Bagi Agus, mendalami ilmu di tingkat doktoral memberikan perspektif baru dalam menjalankan tugasnya. Ia merasa bahwa tugas pendamping bukan sekadar mengawal administrasi dan program-program dari pusat, melainkan juga menjadi bagian dari transformasi masyarakat desa. Wawasan yang ia dapatkan di bangku kuliah membuatnya lebih peka dalam menangani dinamika sosial dan ekonomi desa, serta lebih kritis terhadap kebijakan-kebijakan yang turun dari atas.
Pelajaran Penting bagi Para Pendamping Desa
Perjalanan Agus menjadi contoh nyata bahwa keterbatasan bukanlah alasan berhenti mengejar ilmu. Ia ingin berbagi pengalamannya kepada rekan-rekan sesama PLD di seluruh Indonesia.
“Pendamping desa itu ujung tombak pembangunan desa. Kalau wawasan kita sempit, kita hanya akan menjalankan perintah tanpa memberikan nilai tambah untuk desa. Makanya, penting sekali untuk terus belajar, meski sulit,” tegasnya.
Agus mengajak para PLD lainnya untuk tidak takut menghadapi tantangan, baik di lapangan maupun dalam kehidupan pribadi. “Saya tahu gaji kita sering kali tidak cukup, tapi itu bukan alasan berhenti belajar. Bagi saya, belajar itu tidak hanya menambah wawasan, tapi juga memperkaya jiwa kita sebagai pendamping. Kita bukan hanya fasilitator program, tapi juga agen perubahan bagi desa-desa yang kita dampingi,” tambahnya dengan penuh semangat.
Harapan kepada Kementerian Desa dan Menteri yang Baru
Agus juga tak segan menyuarakan harapannya kepada Kementerian Desa dan Pembangunan Daerah Tertinggal, terutama kepada menteri yang baru, Bapak Yandri Susanto. Menurutnya, perhatian terhadap kesejahteraan para pendamping desa sangat penting agar tugas-tugas di lapangan bisa berjalan lebih optimal.
“Kami ini adalah kaki dan tangan dari program-program pusat di desa. Kalau kesejahteraan kami diabaikan, bagaimana kami bisa bekerja dengan maksimal? Saya harap, pemerintah lebih memperhatikan nasib kami, terutama terkait gaji dan fasilitas pendukung kerja,” ucap Agus.

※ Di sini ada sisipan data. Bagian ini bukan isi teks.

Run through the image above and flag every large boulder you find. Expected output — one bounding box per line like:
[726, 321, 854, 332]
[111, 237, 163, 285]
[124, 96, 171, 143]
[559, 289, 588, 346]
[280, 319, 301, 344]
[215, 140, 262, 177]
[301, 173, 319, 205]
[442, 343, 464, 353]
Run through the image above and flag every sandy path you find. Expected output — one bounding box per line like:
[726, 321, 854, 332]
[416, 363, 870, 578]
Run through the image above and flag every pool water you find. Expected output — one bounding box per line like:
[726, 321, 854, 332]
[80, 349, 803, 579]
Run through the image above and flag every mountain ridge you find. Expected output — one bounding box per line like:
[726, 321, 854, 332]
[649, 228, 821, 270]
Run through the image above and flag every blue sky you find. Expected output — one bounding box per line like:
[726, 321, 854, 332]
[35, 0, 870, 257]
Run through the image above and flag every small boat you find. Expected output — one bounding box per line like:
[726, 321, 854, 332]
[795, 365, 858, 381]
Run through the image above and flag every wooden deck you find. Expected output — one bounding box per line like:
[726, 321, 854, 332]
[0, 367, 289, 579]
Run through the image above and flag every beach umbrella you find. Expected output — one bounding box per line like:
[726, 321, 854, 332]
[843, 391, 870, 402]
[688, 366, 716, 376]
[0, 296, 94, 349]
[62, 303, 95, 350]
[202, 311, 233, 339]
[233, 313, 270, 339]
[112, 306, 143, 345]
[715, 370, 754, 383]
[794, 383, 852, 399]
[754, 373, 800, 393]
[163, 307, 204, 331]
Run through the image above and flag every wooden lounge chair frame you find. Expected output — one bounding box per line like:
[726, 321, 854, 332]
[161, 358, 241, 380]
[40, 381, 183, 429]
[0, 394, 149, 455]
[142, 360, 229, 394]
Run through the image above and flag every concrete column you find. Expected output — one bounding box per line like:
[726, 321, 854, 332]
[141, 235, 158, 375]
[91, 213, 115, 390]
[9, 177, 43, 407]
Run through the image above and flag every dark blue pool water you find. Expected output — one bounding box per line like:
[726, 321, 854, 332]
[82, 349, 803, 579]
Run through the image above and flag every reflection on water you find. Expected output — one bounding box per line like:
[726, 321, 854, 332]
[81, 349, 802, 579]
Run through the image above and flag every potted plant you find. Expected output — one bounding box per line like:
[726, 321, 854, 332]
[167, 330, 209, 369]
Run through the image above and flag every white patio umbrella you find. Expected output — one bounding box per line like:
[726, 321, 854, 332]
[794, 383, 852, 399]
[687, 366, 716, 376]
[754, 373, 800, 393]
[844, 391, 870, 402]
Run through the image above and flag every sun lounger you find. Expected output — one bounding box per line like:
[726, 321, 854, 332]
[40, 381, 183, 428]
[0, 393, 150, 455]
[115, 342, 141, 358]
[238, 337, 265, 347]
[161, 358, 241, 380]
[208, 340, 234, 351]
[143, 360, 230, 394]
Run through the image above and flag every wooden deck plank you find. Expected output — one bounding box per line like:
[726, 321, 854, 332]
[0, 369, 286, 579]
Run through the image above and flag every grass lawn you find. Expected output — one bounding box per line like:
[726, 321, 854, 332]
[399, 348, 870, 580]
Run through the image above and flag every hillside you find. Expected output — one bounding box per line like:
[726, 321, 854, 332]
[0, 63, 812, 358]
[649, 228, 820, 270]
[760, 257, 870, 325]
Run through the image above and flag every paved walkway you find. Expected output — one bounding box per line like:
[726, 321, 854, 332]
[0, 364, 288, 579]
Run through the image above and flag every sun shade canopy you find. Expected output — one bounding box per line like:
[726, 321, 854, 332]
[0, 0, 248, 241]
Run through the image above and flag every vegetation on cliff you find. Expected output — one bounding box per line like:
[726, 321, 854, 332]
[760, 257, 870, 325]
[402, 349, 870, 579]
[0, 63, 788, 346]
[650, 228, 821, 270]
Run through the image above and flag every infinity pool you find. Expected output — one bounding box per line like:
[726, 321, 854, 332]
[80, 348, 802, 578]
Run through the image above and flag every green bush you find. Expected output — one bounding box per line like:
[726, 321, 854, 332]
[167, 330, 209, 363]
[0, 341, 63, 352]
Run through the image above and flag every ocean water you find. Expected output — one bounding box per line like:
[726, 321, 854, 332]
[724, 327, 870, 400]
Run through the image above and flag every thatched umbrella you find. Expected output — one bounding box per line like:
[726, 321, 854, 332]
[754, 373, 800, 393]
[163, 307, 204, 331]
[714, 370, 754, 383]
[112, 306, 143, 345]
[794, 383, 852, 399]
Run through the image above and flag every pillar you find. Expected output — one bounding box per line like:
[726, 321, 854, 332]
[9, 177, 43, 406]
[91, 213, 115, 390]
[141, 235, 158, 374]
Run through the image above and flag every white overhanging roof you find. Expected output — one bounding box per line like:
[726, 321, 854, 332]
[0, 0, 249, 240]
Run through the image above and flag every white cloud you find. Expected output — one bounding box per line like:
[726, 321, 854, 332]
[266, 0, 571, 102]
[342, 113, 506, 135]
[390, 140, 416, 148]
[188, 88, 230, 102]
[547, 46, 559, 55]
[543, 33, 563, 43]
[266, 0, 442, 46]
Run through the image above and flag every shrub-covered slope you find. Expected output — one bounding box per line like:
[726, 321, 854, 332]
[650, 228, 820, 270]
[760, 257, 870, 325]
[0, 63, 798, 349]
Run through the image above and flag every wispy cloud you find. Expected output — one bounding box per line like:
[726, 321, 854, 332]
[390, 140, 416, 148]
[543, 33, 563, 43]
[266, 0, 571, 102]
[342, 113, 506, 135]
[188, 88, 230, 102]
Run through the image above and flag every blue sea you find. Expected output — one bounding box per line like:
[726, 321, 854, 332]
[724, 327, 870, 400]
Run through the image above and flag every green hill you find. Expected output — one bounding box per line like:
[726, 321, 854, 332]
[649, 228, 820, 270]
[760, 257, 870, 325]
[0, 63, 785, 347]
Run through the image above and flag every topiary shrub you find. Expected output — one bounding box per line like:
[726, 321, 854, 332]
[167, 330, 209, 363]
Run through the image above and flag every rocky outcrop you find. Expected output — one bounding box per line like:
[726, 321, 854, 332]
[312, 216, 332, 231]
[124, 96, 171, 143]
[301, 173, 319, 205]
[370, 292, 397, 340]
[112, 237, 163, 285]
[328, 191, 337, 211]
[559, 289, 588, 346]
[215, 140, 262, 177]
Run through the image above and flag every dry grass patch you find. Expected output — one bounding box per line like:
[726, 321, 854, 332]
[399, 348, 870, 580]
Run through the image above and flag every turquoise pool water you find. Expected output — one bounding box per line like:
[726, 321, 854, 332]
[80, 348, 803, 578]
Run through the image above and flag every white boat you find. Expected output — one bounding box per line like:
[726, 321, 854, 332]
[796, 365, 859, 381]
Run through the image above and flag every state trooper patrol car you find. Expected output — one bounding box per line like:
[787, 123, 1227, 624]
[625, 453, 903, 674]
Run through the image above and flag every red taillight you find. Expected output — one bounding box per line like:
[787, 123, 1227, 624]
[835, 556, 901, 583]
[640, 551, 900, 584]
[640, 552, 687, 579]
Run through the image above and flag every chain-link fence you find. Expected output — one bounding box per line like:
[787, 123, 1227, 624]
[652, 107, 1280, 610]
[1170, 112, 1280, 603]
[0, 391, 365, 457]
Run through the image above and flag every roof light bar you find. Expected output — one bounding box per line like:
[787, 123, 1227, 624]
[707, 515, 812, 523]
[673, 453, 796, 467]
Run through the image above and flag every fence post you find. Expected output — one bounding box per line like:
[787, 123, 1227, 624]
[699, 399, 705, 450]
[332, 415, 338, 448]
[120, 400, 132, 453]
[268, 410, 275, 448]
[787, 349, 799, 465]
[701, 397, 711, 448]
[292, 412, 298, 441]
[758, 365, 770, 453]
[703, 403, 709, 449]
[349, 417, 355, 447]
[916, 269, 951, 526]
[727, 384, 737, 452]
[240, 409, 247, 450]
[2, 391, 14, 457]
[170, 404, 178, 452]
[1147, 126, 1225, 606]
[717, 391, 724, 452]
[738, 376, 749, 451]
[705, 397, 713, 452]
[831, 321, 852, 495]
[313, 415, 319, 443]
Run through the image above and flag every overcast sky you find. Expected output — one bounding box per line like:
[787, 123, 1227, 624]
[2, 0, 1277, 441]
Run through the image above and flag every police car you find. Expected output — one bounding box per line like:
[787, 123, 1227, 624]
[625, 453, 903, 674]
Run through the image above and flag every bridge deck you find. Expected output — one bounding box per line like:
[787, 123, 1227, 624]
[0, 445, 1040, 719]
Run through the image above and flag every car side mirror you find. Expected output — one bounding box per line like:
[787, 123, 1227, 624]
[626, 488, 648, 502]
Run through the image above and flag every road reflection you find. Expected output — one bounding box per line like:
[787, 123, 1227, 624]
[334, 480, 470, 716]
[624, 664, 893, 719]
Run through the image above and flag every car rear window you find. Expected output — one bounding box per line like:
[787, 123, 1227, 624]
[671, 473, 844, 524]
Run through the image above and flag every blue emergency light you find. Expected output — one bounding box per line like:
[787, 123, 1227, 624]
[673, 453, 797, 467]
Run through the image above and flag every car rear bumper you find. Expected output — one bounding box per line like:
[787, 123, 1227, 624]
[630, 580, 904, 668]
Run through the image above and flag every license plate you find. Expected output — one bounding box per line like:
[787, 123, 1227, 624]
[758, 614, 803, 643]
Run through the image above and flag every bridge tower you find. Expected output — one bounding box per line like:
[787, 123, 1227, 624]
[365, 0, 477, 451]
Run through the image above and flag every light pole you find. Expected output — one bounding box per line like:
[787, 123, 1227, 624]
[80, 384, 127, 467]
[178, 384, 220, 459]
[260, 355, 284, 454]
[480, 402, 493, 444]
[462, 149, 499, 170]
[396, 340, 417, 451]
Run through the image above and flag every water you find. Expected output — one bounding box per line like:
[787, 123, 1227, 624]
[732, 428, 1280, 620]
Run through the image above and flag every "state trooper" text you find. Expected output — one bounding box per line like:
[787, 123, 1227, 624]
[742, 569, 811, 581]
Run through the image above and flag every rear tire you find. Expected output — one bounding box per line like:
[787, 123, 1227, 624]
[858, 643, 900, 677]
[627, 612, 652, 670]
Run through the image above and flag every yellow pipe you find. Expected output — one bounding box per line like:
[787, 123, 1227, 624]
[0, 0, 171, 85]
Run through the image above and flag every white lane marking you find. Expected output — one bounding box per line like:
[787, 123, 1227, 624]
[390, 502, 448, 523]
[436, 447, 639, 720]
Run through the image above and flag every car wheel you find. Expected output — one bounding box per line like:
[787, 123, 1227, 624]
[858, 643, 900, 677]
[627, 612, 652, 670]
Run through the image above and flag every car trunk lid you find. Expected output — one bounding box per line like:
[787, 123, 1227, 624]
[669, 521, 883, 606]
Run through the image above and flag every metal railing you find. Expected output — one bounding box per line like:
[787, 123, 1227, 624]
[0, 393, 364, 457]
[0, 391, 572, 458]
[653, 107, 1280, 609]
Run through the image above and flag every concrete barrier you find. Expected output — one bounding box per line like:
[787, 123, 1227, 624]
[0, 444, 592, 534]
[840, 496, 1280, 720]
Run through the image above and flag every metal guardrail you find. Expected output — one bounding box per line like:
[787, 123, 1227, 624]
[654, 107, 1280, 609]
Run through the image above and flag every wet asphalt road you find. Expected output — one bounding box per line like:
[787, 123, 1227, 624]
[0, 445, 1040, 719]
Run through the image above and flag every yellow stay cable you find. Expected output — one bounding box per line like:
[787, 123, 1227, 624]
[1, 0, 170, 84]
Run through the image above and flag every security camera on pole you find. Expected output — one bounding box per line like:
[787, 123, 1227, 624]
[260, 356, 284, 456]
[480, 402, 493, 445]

Ia juga berharap ada program beasiswa khusus bagi pendamping desa yang ingin melanjutkan studi, agar mereka bisa meningkatkan kualitas diri tanpa harus terbebani masalah biaya. “Kalau pendamping desa lebih cerdas, desa-desa yang kita dampingi juga akan lebih maju. Jadi, investasi pada pendidikan kami adalah investasi jangka panjang untuk pembangunan desa,” tegasnya.
Akhir yang Menginspirasi
Setelah bertahun-tahun berjuang, Agus akhirnya menyelesaikan studi doktoralnya. Gelar yang ia raih bukanlah simbol kesuksesan pribadi semata, melainkan juga pencapaian besar bagi komunitas yang ia dampingi. Meski perjalanan hidupnya penuh liku dan pengorbanan, Agus percaya bahwa semua itu layak diperjuangkan.
Raungan sepeda motor Supra X itu masih terdengar setiap pagi di Desa Ranggagata, namun kini dengan beban yang sedikit lebih ringan. Agus telah membuktikan bahwa keterbatasan bukanlah penghalang, melainkan tantangan yang harus dihadapi dengan tekad baja dan semangat yang tak kenal padam.
Bagi rekan-rekan PLD, kisah Agus menjadi teladan bahwa perjuangan tak pernah sia-sia. Bagi pemerintah, terutama Kementerian Desa, kisah ini menjadi pengingat bahwa di balik setiap desa yang maju, ada pendamping yang gigih berjuang meski di tengah segala keterbatasan.